The discovery of Omicron, dubbed a “variant of concern” last week by the World Health Organisation (WHO), has caused worry around the world that it could resist vaccinations and prolong the nearly two-year COVID-19 pandemic.

First discovered in South Africa, it has now been detected in Britain, Germany, Italy, the Netherlands, Denmark, Belgium, Botswana, Israel, Australia and Hong Kong.

Omicron is potentially more contagious than previous variants, although experts do not know yet if it will cause more or less severe COVID-19 compared to other strains.

Many countries have imposed travel bans or curbs on southern Africa to try to stem the spread.

In new cases detected on Sunday, Denmark said it had registered two cases in travellers from South Africa, while officials in Australia said two passengers who arrived in Sydney from southern Africa had tested positive for the variant.

Austria was investigating a suspected case and in France Health Minister Olivier Veran said the variant was probably already circulating there.

In the most far-reaching effort to keep the variant at bay, Israel announced late on Saturday it would ban the entry of all foreigners and reintroduce counter-terrorism phone-tracking technology to contain the spread of the variant.

Britain’s government on Sunday defended the pace and scale of its response to the Omicron strain as officials reported a third case of the emerging variant, and warned of more to come.

Health Secretary Sajid Javid said mandatory mask-wearing would return to shops and public transport in England on Tuesday, but told families to plan for Christmas “as normal,” despite new rules to combat Omicron.

Also effective Tuesday, the government’s website is instructing all passengers entering the UK to take a PCR test for COVID-19 two days after their arrival, and to self-isolate until they receive a negative result.

Morocco will halt incoming passenger flights for two weeks starting Monday night amid concern over the spread of a new, heavily mutated Covid-19 variant dubbed Omicron, a government committee said.

“The decision has been taken because of the quick spread Omicron, namely in Europe and Africa, and in order... to protect the health of Moroccan citizens,” the committee tasked with overseeing Morocco’s virus response said in a statement.

European Commission chief Ursula von der Leyen said on Sunday the world was in a “race against time” to understand the new variant, calling for precautions to give scientists time to analyse the Omicron strain.

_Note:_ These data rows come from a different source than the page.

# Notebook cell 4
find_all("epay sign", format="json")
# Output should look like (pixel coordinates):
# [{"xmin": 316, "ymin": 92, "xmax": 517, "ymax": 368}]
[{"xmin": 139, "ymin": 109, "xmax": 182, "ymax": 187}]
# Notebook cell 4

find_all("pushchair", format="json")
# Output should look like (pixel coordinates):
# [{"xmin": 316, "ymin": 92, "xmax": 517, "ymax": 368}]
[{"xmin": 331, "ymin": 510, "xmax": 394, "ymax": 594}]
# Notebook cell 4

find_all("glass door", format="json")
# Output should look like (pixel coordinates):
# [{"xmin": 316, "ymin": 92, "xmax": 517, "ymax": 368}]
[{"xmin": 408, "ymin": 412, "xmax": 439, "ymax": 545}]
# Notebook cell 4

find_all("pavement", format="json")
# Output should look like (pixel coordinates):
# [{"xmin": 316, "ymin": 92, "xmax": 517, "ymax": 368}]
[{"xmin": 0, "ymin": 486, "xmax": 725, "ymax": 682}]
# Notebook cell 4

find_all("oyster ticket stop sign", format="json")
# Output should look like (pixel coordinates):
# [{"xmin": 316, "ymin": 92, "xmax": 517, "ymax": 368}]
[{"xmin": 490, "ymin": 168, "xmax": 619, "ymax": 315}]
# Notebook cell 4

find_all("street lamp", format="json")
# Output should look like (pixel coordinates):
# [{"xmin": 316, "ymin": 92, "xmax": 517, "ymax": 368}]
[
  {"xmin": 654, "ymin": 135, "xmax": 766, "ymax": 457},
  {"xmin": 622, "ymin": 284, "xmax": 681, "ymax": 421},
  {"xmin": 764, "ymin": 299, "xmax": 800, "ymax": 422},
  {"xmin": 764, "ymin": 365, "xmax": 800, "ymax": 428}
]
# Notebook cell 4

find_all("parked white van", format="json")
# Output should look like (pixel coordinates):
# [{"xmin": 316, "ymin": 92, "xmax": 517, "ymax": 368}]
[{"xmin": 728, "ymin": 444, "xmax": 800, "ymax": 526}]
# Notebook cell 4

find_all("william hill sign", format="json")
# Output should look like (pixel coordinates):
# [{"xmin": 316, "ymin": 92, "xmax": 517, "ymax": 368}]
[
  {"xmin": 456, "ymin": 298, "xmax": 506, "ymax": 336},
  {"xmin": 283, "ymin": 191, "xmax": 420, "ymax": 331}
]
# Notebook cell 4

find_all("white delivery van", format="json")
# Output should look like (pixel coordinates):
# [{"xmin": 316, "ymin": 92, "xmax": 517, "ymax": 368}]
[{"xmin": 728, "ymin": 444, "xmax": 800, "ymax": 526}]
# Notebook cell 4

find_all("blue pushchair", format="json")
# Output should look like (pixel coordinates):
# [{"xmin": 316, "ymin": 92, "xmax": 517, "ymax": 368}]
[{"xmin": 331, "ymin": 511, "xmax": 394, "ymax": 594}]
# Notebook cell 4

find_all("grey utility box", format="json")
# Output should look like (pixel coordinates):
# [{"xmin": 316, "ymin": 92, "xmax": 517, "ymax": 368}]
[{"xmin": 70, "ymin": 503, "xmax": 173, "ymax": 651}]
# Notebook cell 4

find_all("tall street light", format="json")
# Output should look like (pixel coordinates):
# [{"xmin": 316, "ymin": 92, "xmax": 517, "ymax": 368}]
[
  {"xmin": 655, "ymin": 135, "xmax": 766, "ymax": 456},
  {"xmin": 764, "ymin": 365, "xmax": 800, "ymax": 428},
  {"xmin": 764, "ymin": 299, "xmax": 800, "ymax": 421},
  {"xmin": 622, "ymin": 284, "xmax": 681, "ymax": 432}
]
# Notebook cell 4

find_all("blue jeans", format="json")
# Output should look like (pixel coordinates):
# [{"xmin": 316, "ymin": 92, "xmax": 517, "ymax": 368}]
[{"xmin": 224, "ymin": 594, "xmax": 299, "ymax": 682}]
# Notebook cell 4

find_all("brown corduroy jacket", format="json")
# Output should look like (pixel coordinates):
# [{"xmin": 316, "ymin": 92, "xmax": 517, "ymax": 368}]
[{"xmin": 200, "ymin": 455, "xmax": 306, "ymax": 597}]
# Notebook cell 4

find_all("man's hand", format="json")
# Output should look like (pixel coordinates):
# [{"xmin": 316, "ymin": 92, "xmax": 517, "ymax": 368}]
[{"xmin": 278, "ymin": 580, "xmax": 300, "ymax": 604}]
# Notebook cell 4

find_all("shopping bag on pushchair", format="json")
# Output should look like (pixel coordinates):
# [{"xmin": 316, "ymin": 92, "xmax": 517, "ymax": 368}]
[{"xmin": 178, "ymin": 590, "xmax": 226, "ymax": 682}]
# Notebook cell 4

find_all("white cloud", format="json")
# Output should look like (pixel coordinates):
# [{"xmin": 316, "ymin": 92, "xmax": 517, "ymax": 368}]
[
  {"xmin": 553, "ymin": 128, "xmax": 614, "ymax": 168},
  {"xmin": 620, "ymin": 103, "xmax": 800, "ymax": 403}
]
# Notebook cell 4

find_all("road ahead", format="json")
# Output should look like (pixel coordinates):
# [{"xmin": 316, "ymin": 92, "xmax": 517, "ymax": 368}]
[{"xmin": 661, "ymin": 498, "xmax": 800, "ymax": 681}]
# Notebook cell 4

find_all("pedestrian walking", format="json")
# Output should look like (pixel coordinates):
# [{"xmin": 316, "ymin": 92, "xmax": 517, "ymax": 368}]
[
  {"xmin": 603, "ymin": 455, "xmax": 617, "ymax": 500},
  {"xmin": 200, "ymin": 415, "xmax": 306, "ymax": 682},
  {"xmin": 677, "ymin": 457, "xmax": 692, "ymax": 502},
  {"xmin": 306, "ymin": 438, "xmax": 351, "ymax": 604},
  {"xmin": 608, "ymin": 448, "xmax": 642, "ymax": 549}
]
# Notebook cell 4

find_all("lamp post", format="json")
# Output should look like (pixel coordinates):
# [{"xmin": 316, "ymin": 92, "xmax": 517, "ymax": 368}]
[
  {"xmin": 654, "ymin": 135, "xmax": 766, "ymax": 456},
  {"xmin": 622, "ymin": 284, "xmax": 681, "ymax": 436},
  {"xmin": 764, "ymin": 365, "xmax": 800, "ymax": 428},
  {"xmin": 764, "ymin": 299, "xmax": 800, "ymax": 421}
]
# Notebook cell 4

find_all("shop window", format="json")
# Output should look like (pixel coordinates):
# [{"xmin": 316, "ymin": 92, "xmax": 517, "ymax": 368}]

“We know we are now in a race against time,” von der Leyen said during a visit to Riga, adding that vaccine manufacturers needed two to three weeks “to get a full picture of the quality of the mutations.”

The top US infectious disease official, Anthony Fauci, said Americans should be prepared to fight the spread of the new variant, but it is too soon to say what actions are needed, including possible mandates or lockdowns.

In Britain, where two linked cases of Omicron identified on Saturday were connected to travel to southern

Although epidemiologists say travel curbs may be too late to stop Omicron from circulating, many countries — including the United States, Brazil, Canada, European Union nations, Australia, Japan, South Korea and Thailand — have announced bans or restrictions on travel from South Africa and other southern African nations.

More countries imposed such curbs on Sunday, including Indonesia and Saudi Arabia.

The South African government has denounced the travel measures as unfair and potentially harmful to its economy, saying it is being punished for its scientific ability to identify coronavirus variants early.